Page:Revue des Deux Mondes - 1861 - tome 35.djvu/668

La bibliothèque libre.
Cette page a été validée par deux contributeurs.

— C’est la vérité, dit Hullin. Marc Divès et moi, nous croyions à une attaque du Falkenstein ; nous ne pensions jamais que l’ennemi songerait à le bloquer comme une place forte. Nous nous sommes trompés !…

— Et qu’allons-nous faire ? demanda Catherine toute pâle.

— Nous allons réduire la ration de chacun à la moitié. Si dans quinze jours Marc n’arrive pas, nous n’aurons plus rien… Alors nous verrons !

Ce disant, Hullin, Catherine et les contrebandiers, la tête inclinée, reprirent le chemin de la brèche. Ils mettaient le pied sur la pente, lorsqu’à trente pas au-dessous d’eux apparut Materne, qui grimpait tout essoufflé dans les décombres et s’accrochait aux broussailles pour aller plus vite. — Un officier autrichien, dit-il, s’avance sur le mur du vieux burg avec un petit drapeau blanc ; il a l’air de vouloir nous parler.

Hullin, se dirigeant aussitôt vers la pente de la roche, vit en effet un Autrichien debout sur le mur, et qui semblait attendre qu’on lui fit signe de monter. Il était à deux portées de carabine ; plus loin stationnaient cinq ou six Croates. Après avoir inspecté ce groupe, Jean-Claude se retourna et dit : — C’est un parlementaire qui vient sans doute nous sommer de rendre la place.

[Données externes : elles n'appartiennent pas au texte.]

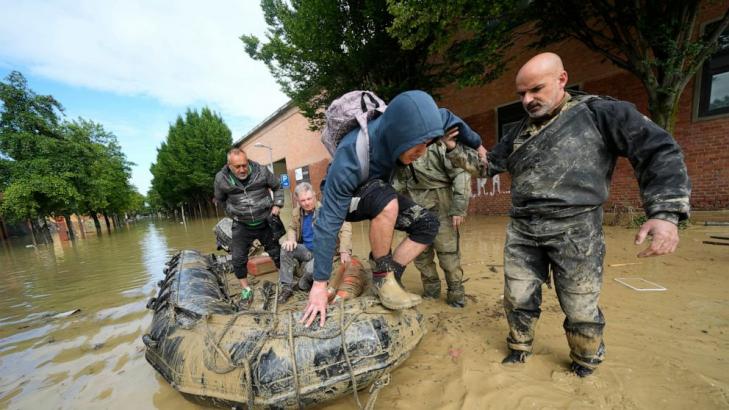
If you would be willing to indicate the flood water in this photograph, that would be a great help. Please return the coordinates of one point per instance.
(665, 349)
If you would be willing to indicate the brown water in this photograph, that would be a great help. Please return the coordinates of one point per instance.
(665, 349)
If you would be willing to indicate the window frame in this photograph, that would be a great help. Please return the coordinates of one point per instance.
(702, 85)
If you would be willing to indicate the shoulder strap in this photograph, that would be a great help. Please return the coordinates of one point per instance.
(363, 154)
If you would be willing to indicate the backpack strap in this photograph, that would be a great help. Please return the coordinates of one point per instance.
(362, 146)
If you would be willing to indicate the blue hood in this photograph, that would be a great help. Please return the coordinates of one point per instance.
(411, 118)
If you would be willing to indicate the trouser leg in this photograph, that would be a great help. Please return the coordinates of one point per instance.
(577, 268)
(272, 247)
(449, 259)
(428, 273)
(241, 241)
(290, 260)
(525, 270)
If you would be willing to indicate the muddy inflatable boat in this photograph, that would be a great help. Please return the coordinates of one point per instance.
(218, 353)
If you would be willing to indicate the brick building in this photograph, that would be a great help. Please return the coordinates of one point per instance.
(702, 127)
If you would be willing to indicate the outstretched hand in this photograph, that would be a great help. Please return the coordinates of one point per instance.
(664, 237)
(318, 298)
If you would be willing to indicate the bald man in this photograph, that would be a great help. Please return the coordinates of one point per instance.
(561, 159)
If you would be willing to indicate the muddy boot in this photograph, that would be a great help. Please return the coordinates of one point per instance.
(580, 370)
(391, 295)
(399, 270)
(285, 293)
(431, 290)
(516, 357)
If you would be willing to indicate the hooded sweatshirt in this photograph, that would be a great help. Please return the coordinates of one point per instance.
(411, 118)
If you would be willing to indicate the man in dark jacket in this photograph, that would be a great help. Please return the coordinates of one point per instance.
(245, 188)
(356, 192)
(561, 159)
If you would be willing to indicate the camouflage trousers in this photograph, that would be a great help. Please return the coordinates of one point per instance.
(573, 250)
(449, 259)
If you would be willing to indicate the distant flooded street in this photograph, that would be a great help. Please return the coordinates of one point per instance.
(665, 349)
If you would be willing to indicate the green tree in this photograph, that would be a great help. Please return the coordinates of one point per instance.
(51, 167)
(657, 41)
(320, 49)
(188, 160)
(36, 181)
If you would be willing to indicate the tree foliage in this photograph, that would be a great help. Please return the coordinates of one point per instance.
(655, 40)
(188, 160)
(49, 166)
(320, 49)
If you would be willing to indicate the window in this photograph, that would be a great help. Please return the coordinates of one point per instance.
(509, 116)
(714, 87)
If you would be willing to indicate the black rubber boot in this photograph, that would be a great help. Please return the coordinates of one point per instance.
(515, 357)
(580, 370)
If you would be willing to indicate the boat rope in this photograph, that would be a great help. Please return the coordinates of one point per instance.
(383, 381)
(249, 385)
(292, 348)
(211, 341)
(342, 334)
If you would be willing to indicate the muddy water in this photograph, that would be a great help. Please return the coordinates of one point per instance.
(666, 349)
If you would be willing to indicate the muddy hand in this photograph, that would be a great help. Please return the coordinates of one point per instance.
(449, 139)
(664, 241)
(318, 298)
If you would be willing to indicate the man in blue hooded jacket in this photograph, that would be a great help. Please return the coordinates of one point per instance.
(399, 136)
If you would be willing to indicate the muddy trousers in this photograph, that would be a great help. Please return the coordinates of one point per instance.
(449, 259)
(242, 240)
(573, 249)
(300, 257)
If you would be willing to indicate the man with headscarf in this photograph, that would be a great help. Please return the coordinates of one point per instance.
(411, 122)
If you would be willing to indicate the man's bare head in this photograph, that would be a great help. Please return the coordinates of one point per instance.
(540, 84)
(238, 163)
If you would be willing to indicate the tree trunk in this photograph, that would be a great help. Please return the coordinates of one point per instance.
(3, 230)
(71, 234)
(81, 227)
(663, 109)
(108, 225)
(97, 225)
(32, 233)
(47, 231)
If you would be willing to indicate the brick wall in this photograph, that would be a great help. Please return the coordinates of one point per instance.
(705, 142)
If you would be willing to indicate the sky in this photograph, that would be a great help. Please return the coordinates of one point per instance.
(135, 65)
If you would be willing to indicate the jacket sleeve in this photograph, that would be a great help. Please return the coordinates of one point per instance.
(292, 234)
(275, 185)
(461, 184)
(656, 157)
(466, 135)
(342, 181)
(345, 238)
(220, 195)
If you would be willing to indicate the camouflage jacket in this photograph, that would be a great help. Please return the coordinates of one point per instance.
(344, 240)
(434, 183)
(564, 168)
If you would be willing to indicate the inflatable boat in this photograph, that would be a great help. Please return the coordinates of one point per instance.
(218, 353)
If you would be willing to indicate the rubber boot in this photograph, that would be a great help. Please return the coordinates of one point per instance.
(515, 357)
(392, 296)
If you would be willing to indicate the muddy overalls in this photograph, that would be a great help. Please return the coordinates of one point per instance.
(435, 184)
(561, 172)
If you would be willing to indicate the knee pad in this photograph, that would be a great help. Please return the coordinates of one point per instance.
(424, 229)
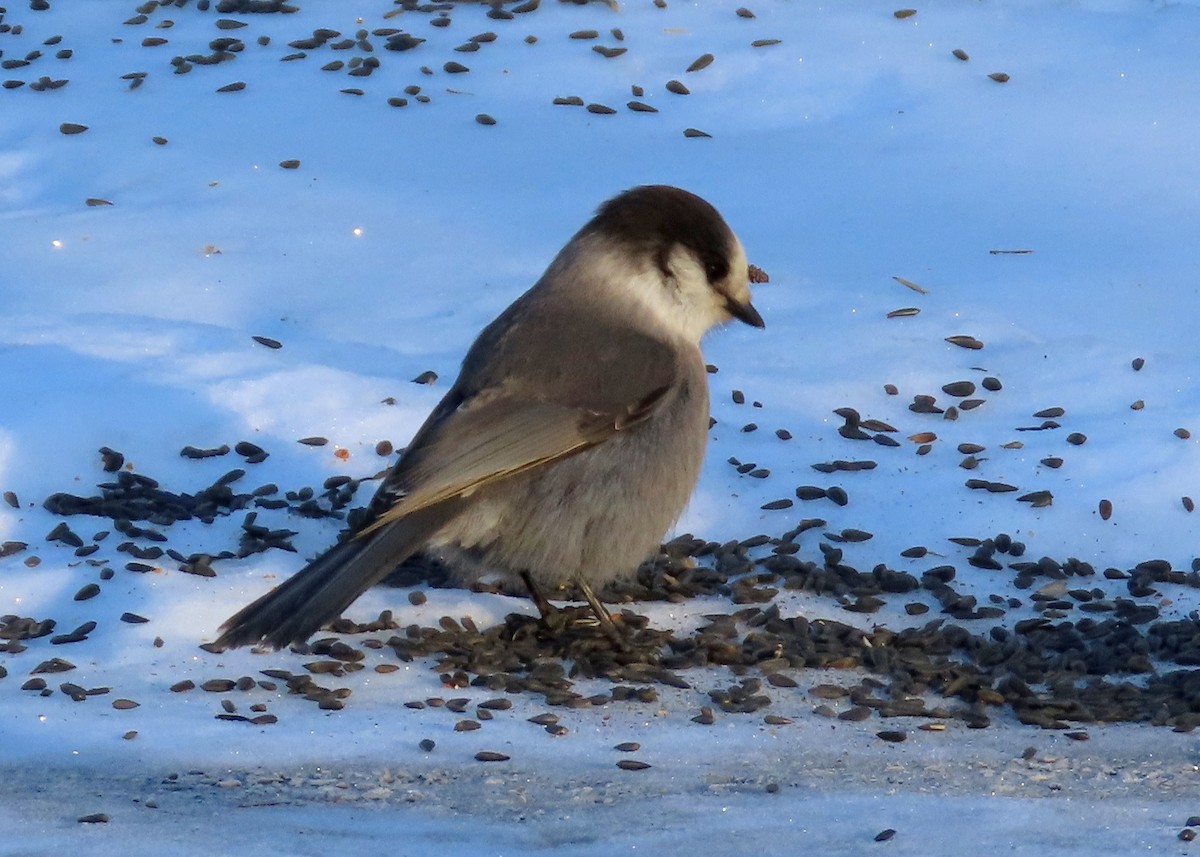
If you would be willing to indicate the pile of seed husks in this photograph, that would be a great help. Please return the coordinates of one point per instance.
(1119, 661)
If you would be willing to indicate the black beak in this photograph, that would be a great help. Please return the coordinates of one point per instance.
(744, 312)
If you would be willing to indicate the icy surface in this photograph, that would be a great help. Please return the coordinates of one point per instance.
(856, 150)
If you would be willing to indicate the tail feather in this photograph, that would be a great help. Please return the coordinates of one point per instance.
(319, 592)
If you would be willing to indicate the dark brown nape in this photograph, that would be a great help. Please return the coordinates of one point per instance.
(657, 217)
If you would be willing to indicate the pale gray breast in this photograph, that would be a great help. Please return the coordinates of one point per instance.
(595, 515)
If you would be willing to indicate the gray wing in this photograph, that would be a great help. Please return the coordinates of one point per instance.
(493, 425)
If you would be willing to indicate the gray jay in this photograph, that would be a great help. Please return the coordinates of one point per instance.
(574, 435)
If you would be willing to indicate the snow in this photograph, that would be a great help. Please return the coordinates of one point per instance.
(856, 150)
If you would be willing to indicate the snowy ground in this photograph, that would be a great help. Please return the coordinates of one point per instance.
(856, 150)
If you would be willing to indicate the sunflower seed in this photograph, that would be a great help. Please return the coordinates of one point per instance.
(964, 341)
(631, 765)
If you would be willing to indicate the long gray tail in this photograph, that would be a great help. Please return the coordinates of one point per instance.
(319, 592)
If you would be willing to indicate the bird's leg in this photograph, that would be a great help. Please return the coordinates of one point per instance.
(546, 609)
(603, 616)
(544, 606)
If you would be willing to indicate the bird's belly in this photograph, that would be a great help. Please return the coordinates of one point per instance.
(592, 516)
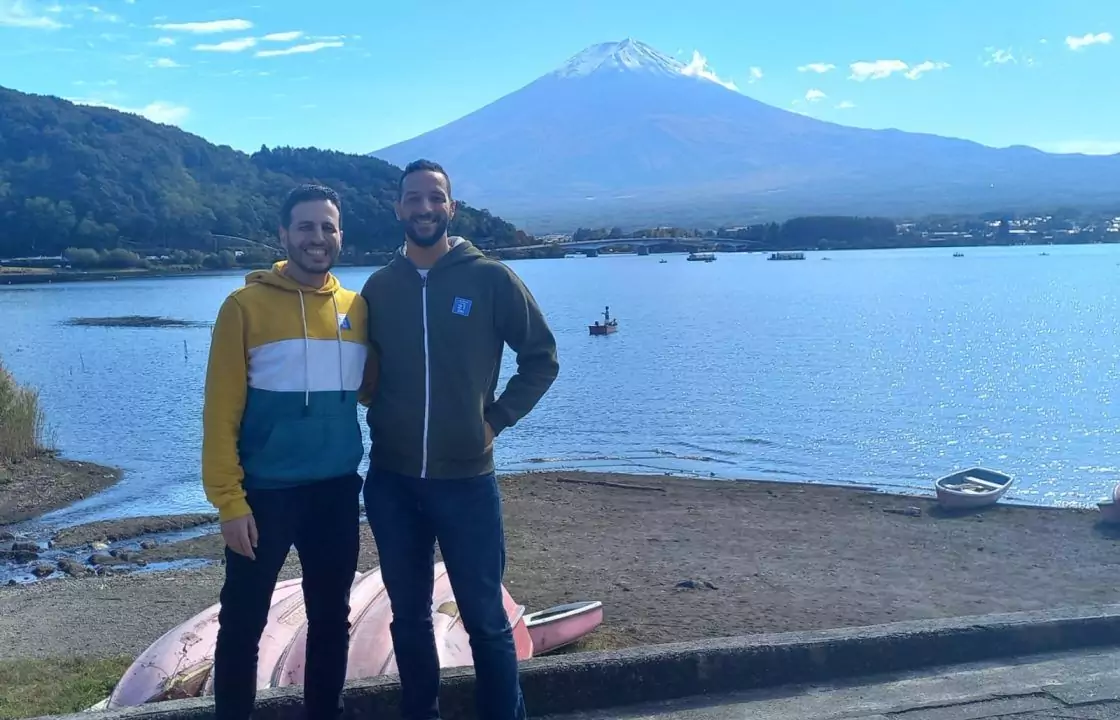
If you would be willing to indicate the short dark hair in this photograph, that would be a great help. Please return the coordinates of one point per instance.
(305, 193)
(419, 166)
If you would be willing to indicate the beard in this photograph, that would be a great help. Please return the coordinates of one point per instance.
(313, 265)
(430, 237)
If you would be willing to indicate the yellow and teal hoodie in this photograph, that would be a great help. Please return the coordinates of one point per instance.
(280, 410)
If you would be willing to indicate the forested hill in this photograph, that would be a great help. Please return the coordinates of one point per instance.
(74, 176)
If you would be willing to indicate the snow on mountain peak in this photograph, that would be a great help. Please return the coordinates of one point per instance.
(634, 56)
(627, 55)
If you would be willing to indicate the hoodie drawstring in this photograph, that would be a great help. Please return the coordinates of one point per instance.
(338, 334)
(307, 352)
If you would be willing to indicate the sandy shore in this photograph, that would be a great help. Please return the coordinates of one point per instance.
(776, 558)
(29, 488)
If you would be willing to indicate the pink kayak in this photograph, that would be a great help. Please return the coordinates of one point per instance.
(178, 664)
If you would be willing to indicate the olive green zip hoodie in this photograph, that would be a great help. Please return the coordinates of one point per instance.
(438, 343)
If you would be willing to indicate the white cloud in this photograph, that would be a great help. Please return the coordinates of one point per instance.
(922, 68)
(159, 111)
(699, 68)
(283, 37)
(1082, 147)
(206, 28)
(876, 69)
(1085, 40)
(229, 46)
(101, 15)
(817, 67)
(298, 49)
(18, 13)
(998, 56)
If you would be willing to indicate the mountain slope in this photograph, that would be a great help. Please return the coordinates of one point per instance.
(73, 176)
(624, 129)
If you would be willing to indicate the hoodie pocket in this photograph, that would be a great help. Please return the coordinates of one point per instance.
(308, 448)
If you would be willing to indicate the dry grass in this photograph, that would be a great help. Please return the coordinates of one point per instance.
(22, 423)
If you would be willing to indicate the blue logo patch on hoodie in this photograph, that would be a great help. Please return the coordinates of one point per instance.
(462, 306)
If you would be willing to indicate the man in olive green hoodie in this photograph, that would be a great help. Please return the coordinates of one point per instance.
(440, 314)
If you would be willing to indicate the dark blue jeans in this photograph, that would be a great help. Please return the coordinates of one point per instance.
(408, 516)
(322, 520)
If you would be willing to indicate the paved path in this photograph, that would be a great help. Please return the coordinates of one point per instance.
(1069, 686)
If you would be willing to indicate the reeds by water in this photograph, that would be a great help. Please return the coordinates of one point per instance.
(22, 422)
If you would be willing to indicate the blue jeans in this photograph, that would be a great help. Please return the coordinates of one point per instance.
(408, 515)
(322, 520)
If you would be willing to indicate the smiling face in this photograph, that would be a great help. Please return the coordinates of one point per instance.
(425, 207)
(313, 239)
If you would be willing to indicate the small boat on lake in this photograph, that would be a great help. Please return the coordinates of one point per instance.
(974, 487)
(609, 325)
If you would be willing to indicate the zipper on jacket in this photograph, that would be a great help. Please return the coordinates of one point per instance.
(427, 377)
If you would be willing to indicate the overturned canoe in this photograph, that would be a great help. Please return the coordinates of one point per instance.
(178, 664)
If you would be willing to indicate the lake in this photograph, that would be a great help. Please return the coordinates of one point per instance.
(874, 367)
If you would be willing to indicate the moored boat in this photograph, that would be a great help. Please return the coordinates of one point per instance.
(178, 664)
(974, 487)
(606, 327)
(562, 625)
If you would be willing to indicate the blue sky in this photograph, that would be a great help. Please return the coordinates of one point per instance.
(356, 75)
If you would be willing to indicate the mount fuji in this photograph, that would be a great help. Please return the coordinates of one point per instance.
(625, 134)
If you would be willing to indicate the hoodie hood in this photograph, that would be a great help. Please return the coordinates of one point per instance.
(277, 278)
(462, 251)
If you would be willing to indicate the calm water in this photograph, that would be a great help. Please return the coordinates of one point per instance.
(882, 367)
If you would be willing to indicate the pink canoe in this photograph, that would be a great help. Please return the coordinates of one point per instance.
(178, 664)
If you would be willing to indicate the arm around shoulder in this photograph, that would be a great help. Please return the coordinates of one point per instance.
(224, 403)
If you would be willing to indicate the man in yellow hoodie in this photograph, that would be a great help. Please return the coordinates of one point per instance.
(281, 448)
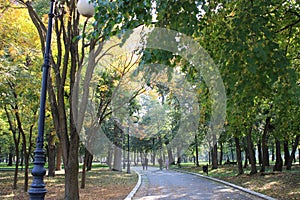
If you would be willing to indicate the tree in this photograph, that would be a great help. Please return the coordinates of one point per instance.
(19, 96)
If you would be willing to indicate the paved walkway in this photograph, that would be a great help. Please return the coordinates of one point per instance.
(170, 185)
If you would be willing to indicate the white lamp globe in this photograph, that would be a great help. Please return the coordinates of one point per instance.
(85, 8)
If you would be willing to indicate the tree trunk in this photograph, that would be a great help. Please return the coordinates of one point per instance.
(83, 174)
(251, 152)
(299, 155)
(286, 152)
(197, 150)
(10, 157)
(278, 162)
(221, 154)
(273, 152)
(259, 152)
(51, 155)
(51, 160)
(117, 166)
(265, 151)
(215, 157)
(238, 155)
(16, 167)
(109, 157)
(58, 157)
(294, 148)
(89, 161)
(170, 156)
(246, 158)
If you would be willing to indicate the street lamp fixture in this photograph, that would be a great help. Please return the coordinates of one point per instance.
(37, 189)
(85, 8)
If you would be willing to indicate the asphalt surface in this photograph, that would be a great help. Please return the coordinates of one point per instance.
(169, 184)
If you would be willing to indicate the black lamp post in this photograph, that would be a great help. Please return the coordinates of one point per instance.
(37, 189)
(128, 148)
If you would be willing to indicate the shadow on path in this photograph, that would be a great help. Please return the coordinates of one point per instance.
(169, 184)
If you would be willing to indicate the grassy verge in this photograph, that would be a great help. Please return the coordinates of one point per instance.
(100, 183)
(280, 185)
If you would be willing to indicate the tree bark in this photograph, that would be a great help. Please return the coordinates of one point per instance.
(170, 156)
(51, 155)
(117, 166)
(51, 160)
(221, 154)
(278, 162)
(259, 152)
(264, 141)
(83, 174)
(89, 161)
(294, 148)
(215, 157)
(109, 157)
(251, 152)
(58, 157)
(197, 150)
(286, 151)
(238, 155)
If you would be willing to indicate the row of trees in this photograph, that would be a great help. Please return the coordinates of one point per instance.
(254, 44)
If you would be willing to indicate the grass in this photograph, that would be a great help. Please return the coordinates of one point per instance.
(280, 185)
(100, 182)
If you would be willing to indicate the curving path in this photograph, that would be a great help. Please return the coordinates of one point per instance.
(169, 184)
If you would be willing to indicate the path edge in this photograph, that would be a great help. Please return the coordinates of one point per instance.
(263, 196)
(137, 186)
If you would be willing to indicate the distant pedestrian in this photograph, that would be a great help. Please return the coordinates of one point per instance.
(167, 164)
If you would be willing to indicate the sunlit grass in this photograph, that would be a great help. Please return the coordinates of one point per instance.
(100, 182)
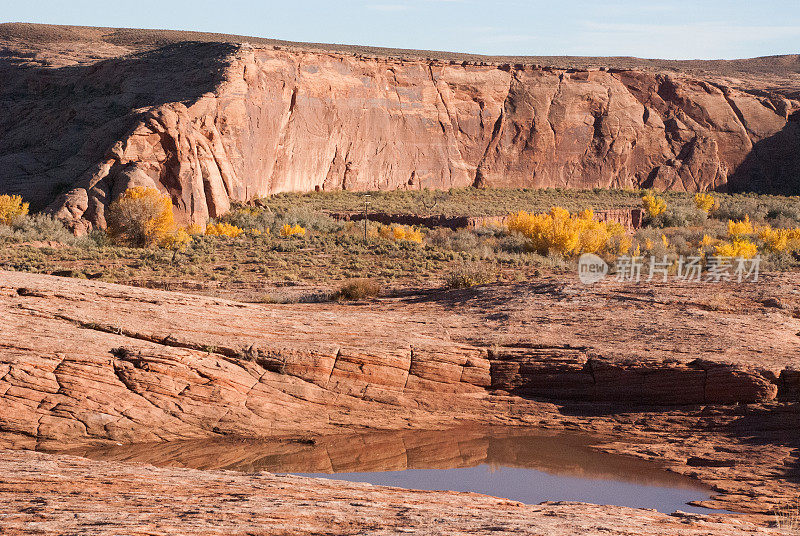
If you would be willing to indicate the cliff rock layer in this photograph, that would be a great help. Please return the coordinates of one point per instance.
(210, 123)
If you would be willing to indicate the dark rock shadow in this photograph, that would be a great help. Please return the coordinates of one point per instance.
(57, 122)
(773, 165)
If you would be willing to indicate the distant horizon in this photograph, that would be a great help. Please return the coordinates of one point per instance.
(678, 30)
(349, 44)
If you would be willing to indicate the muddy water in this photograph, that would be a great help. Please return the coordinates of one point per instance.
(525, 466)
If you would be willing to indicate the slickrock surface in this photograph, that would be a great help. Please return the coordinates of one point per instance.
(51, 495)
(215, 122)
(89, 362)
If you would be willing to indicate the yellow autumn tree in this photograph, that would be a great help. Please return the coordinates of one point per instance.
(140, 217)
(567, 234)
(11, 208)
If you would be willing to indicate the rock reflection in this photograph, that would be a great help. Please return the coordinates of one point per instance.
(563, 454)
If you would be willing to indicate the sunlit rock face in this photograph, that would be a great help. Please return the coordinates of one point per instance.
(212, 123)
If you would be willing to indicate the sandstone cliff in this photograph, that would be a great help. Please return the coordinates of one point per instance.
(210, 123)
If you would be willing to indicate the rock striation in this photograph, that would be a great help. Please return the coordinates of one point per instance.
(211, 123)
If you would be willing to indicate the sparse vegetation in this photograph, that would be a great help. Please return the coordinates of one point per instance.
(470, 274)
(566, 234)
(259, 264)
(358, 289)
(141, 217)
(223, 229)
(12, 208)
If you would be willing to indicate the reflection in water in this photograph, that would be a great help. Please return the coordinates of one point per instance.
(516, 464)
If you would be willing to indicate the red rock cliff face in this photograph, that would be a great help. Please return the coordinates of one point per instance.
(211, 124)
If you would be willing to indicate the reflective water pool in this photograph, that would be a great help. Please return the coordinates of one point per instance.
(526, 466)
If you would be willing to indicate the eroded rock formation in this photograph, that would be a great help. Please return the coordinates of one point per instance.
(211, 123)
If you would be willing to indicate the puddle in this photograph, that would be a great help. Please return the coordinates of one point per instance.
(530, 467)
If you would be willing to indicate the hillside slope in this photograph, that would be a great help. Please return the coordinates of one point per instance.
(210, 119)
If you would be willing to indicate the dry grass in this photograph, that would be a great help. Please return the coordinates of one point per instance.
(358, 289)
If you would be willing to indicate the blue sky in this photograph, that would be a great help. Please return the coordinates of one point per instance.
(676, 29)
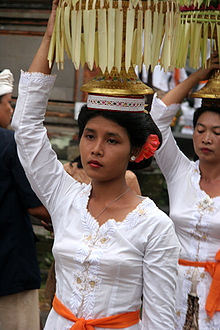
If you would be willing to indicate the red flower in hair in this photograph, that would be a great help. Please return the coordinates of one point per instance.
(149, 148)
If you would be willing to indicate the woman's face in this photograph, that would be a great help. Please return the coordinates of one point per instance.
(105, 149)
(206, 137)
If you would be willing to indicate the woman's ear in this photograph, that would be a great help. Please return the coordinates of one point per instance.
(134, 153)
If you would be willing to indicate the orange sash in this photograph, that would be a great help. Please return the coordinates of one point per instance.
(119, 321)
(213, 299)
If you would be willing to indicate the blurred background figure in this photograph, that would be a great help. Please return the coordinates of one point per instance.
(20, 274)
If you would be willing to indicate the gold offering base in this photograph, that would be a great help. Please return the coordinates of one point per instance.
(212, 89)
(117, 84)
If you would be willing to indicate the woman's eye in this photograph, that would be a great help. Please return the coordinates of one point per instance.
(112, 141)
(89, 136)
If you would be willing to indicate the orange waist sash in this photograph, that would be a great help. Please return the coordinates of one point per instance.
(213, 299)
(119, 321)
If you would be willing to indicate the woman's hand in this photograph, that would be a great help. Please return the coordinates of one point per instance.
(213, 63)
(51, 20)
(40, 62)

— Qu’on lui tire un coup de fusil ! s’écria Catherine ; c’est tout ce que nous avons de mieux à lui répondre.

Tous les autres paraissaient du même avis, excepté Hullin, qui, sans faire aucune observation, descendit à la terrasse où se trouvait le reste des partisans. — Mes enfans, dit Hullin, l’ennemi nous envoie un parlementaire. Nous ne savons pas ce qu’il nous veut. Je suppose que c’est une sommation de mettre bas les armes, mais il est possible que ce soit autre chose. Frantz et Kasper vont aller à sa rencontre ; ils lui banderont les yeux au pied de la roche et ramèneront ici.

Personne n’ayant d’objection à faire, les fils de Materne passèrent leur carabine en sautoir et s’éloignèrent sous la voûte en spirale. Au bout de dix minutes environ, les deux grands chasseurs roux arrivèrent près de l’officier ; il y eut une rapide conférence entre eux, après quoi tous les trois se mirent à grimper au Falkenstein. À mesure que montait la petite troupe, on distinguait mieux l’uniforme du parlementaire et même sa physionomie : c’était un homme maigre, aux cheveux blond cendré, à la taille bien prise, aux mouvemens résolus. Au bas de la roche, Frantz et Kasper lui bandèrent les yeux, et bientôt on entendit leurs pas sous la voûte. Jean-Claude, allant à leur rencontre, dénoua lui-même le mouchoir, en disant :

— Vous désirez me communiquer quelque chose, monsieur ? Je vous écoute.